Trump and Russia’s growing role in Libya
As the Russian aircraft carrier Admiral Kuznetsov was returning to Russia in January from Syria through the Mediterranean, it made an unlikely stop off the Libyan coast near Tobruk. A Russian helicopter flew in self-proclaimed Libyan National Army commander Field Marshal Khalifa Haftar, who was received on board in an official military ceremony.
Less than two months later, the Western-backed Libyan Prime Minister Fayez al-Sarraj went to Moscow, urging for Russian mediation to compel Haftar to concede. He returned empty-handed.
Moscow’s consequential moves since last year are yielding high returns for a low-risk investment, steadily transforming Russia into a potent player in southern Europe’s backyard. Now that the Islamic State (ISIS) has been nearly eradicated from Libya, US President Donald Trump’s administration will have to assess if a Russian foothold in the south of the Mediterranean poses a threat to US national security.

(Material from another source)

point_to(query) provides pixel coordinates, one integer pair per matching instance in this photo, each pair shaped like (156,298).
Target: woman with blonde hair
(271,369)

Libyan rivals have been enticing Moscow to intervene, in particular after its military campaign in Syria. The Government of National Accord Deputy Prime Minister Ahmed Maiteeq went to Moscow in May 2016 to enlist Russian support in the fight against terrorist groups in Libya. The United States ended up providing airpower to the forces led by the Government of National Accord (GNA) and helped liberate Sirte from ISIS last December.

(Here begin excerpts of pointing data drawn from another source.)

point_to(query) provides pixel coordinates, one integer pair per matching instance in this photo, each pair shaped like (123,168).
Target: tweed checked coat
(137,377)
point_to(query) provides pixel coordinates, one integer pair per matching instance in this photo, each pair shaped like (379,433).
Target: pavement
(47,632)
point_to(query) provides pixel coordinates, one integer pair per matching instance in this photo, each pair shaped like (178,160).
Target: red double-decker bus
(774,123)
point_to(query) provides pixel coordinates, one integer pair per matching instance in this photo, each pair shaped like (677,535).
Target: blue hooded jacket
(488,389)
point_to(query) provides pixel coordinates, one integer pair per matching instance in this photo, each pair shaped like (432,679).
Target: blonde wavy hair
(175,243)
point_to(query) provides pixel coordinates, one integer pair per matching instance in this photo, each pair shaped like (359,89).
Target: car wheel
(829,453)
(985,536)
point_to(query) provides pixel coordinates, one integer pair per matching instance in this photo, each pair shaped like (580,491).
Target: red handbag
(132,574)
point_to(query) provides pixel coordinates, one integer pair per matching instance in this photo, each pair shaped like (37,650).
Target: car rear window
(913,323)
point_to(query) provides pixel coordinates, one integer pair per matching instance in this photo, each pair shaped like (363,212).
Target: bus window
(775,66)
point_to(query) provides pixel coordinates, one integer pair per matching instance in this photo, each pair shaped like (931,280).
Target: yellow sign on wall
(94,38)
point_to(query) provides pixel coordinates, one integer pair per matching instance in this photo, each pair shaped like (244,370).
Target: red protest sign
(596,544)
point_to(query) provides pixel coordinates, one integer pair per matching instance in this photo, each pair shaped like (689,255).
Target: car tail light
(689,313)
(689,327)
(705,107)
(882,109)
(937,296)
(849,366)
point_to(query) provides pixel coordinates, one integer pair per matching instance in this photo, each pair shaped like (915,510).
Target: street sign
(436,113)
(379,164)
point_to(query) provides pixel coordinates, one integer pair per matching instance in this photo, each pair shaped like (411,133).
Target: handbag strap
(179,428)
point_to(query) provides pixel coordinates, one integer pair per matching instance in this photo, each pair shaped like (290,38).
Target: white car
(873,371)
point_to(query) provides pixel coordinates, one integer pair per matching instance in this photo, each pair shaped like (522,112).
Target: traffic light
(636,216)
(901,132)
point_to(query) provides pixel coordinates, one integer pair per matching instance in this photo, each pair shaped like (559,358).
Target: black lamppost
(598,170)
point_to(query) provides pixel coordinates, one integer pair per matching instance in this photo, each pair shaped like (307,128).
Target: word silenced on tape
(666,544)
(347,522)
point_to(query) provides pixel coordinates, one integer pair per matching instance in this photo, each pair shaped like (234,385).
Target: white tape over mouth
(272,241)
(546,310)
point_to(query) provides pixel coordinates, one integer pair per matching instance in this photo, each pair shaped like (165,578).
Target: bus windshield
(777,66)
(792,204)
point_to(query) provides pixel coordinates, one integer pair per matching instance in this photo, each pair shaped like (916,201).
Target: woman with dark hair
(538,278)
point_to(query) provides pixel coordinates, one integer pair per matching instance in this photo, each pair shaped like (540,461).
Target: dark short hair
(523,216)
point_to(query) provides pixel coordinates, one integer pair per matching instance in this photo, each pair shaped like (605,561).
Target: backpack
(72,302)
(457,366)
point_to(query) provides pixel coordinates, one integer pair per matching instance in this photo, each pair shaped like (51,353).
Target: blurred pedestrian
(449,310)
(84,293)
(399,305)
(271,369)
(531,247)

In the case of Haftar, the gateway to Russia has been the warming of relations between Moscow and Cairo since Russian President Vladimir Putin’s visit to Egypt in February 2015. Haftar went to Moscow twice last year while his troops were defeating the Petroleum Facilities Guard led by Ibrahim Jathran, a close ally of the GNA, and seizing control of oil terminals in Ras Lanuf, Al-Sidra, Zueitina and Brega. Haftar handed the seized oil crescent terminals to Libya’s National Oil Corporation (NOC), which promptly resumed oil exports from eastern Libya.

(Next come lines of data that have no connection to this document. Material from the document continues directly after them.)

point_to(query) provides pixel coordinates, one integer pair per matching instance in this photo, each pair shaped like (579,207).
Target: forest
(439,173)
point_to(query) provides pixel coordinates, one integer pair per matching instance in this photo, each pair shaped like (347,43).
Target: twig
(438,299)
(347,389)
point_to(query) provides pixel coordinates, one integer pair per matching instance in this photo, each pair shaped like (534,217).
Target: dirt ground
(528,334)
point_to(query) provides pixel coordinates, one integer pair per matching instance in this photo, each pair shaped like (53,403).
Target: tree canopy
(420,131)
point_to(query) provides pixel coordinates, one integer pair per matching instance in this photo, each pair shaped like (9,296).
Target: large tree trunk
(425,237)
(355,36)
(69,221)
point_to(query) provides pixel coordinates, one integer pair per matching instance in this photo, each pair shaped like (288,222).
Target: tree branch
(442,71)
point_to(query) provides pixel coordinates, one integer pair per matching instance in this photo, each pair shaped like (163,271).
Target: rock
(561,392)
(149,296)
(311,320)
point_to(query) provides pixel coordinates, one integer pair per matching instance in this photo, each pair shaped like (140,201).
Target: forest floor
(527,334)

On February 20th, the NOC signed an agreement with Russia’s Rosneft to jointly evaluate opportunities for oil exploration and production. The White House’s executive order in January banning travel from Libya among seven countries led to the postponement of a major February 16th conference by the National Council for US-Libyan Relations that was meant to promote investment opportunities for US firms in the Libyan energy and infrastructure sectors.
No doubt Haftar is gaining the upper hand. Sarraj has failed to extend his control over the western part of Libya and is struggling to exert influence on forces in Misrata and Tripoli.
While the GNA looks for international support across the board, Haftar’s dealings with foreign powers have been more tactical. He managed to militarily shape a Libyan status quo in which no long-term or comprehensive solution can be reached without his consent.
International efforts to integrate him in the institutions that emanated from the Libyan political agreement have failed. Sarraj’s only hope is for Haftar to accept an official role that legitimises the GNA but the Libyan military leader is in no rush to concede.
For the European Union, the predominant concern remains curbing the flow of migrants across the central Mediterranean via Libya, hence Brussels has been eager to engage Haftar. However, British Defence Secretary Michael Fallon said at February’s Munich Security Conference that Russia was testing NATO in Libya and that “we don’t need the bear sticking his paws in”.
Libya is increasingly becoming one of the many issues in which the Trump administration and the Europeans do not see eye to eye.
Two key policy questions will define the US approach to Libya: What to do with Haftar and how to react to Russia’s involvement. The Emirati, Russian and Egyptian support will likely ensure that the Trump administration does not challenge Haftar.
The Libyan field marshal made it clear what he hopes to happen. “If Russia and the United States come together to stamp out terrorism, that can help us. We are going to shake their hands. We will align with them,” he said on February 5th to France’s Journal du Dimanche. Such an improbable US-Russian deal in Libya would significantly weaken European influence in North Africa.
Indeed, what will happen in Libya in 2017 largely depends on what steps Haftar takes and on how the Trump administration shapes its relations with Moscow. The most plausible scenario is for Washington to intermittently focus on ISIS while remaining neutral on Libya, which will allow Haftar’s influence to grow on its own.
Ultimately, Putin will have yet another bargaining chip with the Europeans. Moscow is increasingly becoming the go-to place for Libya and the United States seems fine with that as long as ISIS is subdued.